I would reject this submission. The arbitral tribunal found that CZR is liable in damages to Mr Stava on the basis that he was an investor who had suffered loss in the amount of the 2008 Award as a result of breaches by CZR of the BIT. As explained at para 48 of our judgment, the tribunal found that the BIT breach in relation to the Bojar Letter caused damage in the amount of the 2008 Award; that the BIT breach in relation to the Commercial Arbitration caused no loss as it did not prevent the 2008 Award; that the BIT breach in relation to the Review proceedings and the 2014 Resolution tainted the whole of the Review proceedings, such that the 2008 Award was entitled to recognition in international law; and that the damages there identified would compensate for the loss caused by this breach of the BIT.

20.

The fact that the 2008 Award was in favour of Diag SE did not prevent the tribunal from treating Mr Stava as having suffered loss in the same amount. That is what the tribunal did, describing him as a privy of Diag SE. This was a decision on the merits which is not open to review, all jurisdictional challenges as regards Mr Stava having been dismissed.

21.

The fact that Mr Stava divested himself of his shareholding in Diag SE did not affect the tribunal’s jurisdiction over his claim for loss which, on the tribunal’s findings, he had already suffered. Whether that divestment meant that his claim ought to fail was a point going to the merits of the claim and not the tribunal’s jurisdiction over that claim.

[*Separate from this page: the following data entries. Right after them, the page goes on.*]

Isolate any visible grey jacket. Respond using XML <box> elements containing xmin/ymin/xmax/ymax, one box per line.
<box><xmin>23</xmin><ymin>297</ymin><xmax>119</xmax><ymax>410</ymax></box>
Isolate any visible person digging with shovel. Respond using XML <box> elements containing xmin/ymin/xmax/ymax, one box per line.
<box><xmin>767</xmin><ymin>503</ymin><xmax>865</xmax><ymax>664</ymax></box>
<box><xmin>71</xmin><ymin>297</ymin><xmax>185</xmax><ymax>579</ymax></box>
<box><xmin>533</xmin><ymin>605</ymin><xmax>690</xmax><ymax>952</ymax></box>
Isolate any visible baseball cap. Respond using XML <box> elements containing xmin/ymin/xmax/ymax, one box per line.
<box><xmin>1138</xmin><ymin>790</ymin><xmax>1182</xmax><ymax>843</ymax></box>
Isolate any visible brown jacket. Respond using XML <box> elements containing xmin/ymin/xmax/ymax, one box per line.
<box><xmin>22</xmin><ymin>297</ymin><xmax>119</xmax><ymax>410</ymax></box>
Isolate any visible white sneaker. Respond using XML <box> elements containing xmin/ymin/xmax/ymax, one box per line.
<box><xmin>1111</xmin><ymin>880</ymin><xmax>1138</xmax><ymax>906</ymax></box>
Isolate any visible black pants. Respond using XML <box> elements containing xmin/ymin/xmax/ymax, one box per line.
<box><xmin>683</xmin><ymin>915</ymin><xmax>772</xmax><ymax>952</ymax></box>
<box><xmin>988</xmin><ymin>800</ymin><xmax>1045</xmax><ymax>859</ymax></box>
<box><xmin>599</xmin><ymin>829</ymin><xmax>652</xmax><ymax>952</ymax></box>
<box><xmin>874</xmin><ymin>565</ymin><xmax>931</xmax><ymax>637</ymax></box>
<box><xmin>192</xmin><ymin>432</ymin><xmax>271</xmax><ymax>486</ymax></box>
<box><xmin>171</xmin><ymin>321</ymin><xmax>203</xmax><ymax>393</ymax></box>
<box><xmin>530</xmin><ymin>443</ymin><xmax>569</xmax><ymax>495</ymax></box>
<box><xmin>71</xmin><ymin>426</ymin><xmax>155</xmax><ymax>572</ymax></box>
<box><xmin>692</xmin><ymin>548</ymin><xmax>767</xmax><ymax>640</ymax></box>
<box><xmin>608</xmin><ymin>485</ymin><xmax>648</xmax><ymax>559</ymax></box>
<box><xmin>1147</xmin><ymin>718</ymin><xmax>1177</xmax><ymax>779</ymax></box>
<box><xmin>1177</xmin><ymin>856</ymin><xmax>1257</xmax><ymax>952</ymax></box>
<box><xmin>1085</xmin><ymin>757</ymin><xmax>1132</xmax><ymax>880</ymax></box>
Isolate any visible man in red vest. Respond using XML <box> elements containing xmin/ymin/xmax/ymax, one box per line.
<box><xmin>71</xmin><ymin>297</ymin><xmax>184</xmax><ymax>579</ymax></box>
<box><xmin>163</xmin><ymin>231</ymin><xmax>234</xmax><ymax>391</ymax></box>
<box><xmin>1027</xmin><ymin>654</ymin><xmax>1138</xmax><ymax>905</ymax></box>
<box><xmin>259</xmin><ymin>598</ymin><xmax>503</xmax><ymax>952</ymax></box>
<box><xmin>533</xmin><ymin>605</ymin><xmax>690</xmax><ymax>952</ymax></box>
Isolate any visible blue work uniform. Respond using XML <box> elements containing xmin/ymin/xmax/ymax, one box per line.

It was therefore a matter for the tribunal and not the court.

22.

The fact that, as we have now determined, the tribunal had no jurisdiction to make an award against Diag SE does not undermine the tribunal’s decision as regards Mr Stava. The tribunal would have had jurisdiction to determine Mr Stava’s claim, including to find that he had suffered damage in the same amount as Diag SE, even if Diag SE had never been a party to the BIT arbitration. So there is no logical difficulty in confirming the award in favour of Mr Stava. But even if there were, the fact that an award is illogical is not a ground of challenge under s.67 or s.68 AA 1996.

23.

I would accept that if an award is successfully challenged for lack of substantive jurisdiction or serious irregularity a question may arise whether the whole award must be set aside. That much is apparent from the terms of s.67 and s.68 AA 1996 without needing citation of Antipodean or Far Eastern cases, welcome as authorities from those jurisdictions always are in this field. But in the present case, Mr Stava has a valid award in his favour and I see no good ground on which he should be deprived of it merely because the tribunal had no jurisdiction over the claim by Diag SE. That view accords with the principle of minimal interference with arbitration awards which underlies the 1996 Act.